For the last six years I've blogged anonymously here at F/A. I decided to blog anonymously because I wanted to be able to write about whatever I wanted without worrying about it having an impact on my real life. It wasn't any grand strategy of creative freedom. F/A began as an exploration of blogging, then a new technology and cultural phenomenon that I thought I should understand.
For the first year of blogging, over on Blogger, I was so anonymous my wife didn't even know what I was up to. For the first few months, as I developed a voice and got familiar with the technology, I don't think anyone even read what I wrote. Then one day I wrote something about cartoonist Ted Rall, and someone linked to it, and I got comments. I have no idea how anyone found me, but suddenly I was on the web, live and with a (tiny) audience.
Not long after that I moved over to Typepad, which allowed the posting of pictures and captured rudimentary traffic data. When my wife told her siblings what I was doing, I got as mad at her as I ever get because all of a sudden people who knew me in real life were watching me on the web. I got used to it and they're now regulars here, commenting occasionally and sending me things to write about. But my own family doesn't know much about this; I have a brother who drops by once in a while, but that's about it. I enjoy being able to spout off without having to live down what I write.
A couple of weeks ago, I decided to try something new: a presence on the web that is deliberately anything but anonymous. Under my real name, with real information about my life and a real picture of me right there on the front page, I signed up for Facebook. My motivation for going on Facebook is a lot like my motivation for blogging: it's something I feel like I need to understand. Social media are a huge cultural phenomenon and an emerging factor in my business, so I'm in the midst of an aggressive effort to participate and understand. I'm spending four or five hours a day exploring and reading and asking around, and my schedule for the next month is full of lunch and cocktail appointments with smart people who've thought about this more than I have.
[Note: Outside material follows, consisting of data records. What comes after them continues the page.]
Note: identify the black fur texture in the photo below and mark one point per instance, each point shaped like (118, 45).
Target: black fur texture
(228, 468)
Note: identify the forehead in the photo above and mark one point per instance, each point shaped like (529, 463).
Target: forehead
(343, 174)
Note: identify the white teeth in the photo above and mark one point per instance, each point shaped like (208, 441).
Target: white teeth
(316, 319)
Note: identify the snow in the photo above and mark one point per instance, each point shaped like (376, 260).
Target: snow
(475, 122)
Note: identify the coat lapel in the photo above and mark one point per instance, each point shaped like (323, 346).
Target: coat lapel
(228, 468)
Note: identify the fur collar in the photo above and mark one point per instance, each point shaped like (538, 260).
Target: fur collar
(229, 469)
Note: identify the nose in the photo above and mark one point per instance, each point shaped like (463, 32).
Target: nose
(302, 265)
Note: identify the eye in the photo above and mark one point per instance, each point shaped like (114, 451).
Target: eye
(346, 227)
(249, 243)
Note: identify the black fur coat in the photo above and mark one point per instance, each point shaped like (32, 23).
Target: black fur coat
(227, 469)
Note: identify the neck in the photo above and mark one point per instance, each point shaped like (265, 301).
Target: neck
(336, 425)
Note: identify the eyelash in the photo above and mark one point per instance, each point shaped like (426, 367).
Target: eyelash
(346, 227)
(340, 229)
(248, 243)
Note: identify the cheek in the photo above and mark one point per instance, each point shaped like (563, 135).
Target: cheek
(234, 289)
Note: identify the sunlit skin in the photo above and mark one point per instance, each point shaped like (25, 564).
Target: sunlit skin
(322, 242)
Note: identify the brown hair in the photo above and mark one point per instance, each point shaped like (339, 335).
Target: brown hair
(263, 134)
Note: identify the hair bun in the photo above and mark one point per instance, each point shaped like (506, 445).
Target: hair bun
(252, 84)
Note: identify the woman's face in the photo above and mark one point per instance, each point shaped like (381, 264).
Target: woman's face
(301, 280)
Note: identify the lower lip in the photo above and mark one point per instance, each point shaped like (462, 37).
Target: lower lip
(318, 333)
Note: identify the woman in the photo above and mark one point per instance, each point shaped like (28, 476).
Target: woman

For now, there's not going to be much crossover between F/A and my Facebook self. Maybe that'll change some day, but for now, this is this and that is that. When I'm on Facebook, I'll miss the anonymity of blogging, and when I'm blogging I'll miss the ready-made interactive audience of social media, which will go out and find friends for you if you can't find them yourself.
There are a couple of my regular readers who know enough about me that they could find me on Facebook; maybe everyone could if they strung together enough clues and searched hard enough. I don't know why you'd do that. Believe me: I'm really not that interesting.
Still, I'm going to ask those of you who either know me or who can find me to please respect my anonymity. I'm less concerned about F/A readers finding me on Facebook than I am about Facebook readers finding me on F/A. Trust me: if the people I work with knew how much I write about women's undergarments, no one would go to lunch or out for drinks with me ever again.
So if you come across me over there, please let's keep this blog just between us girls.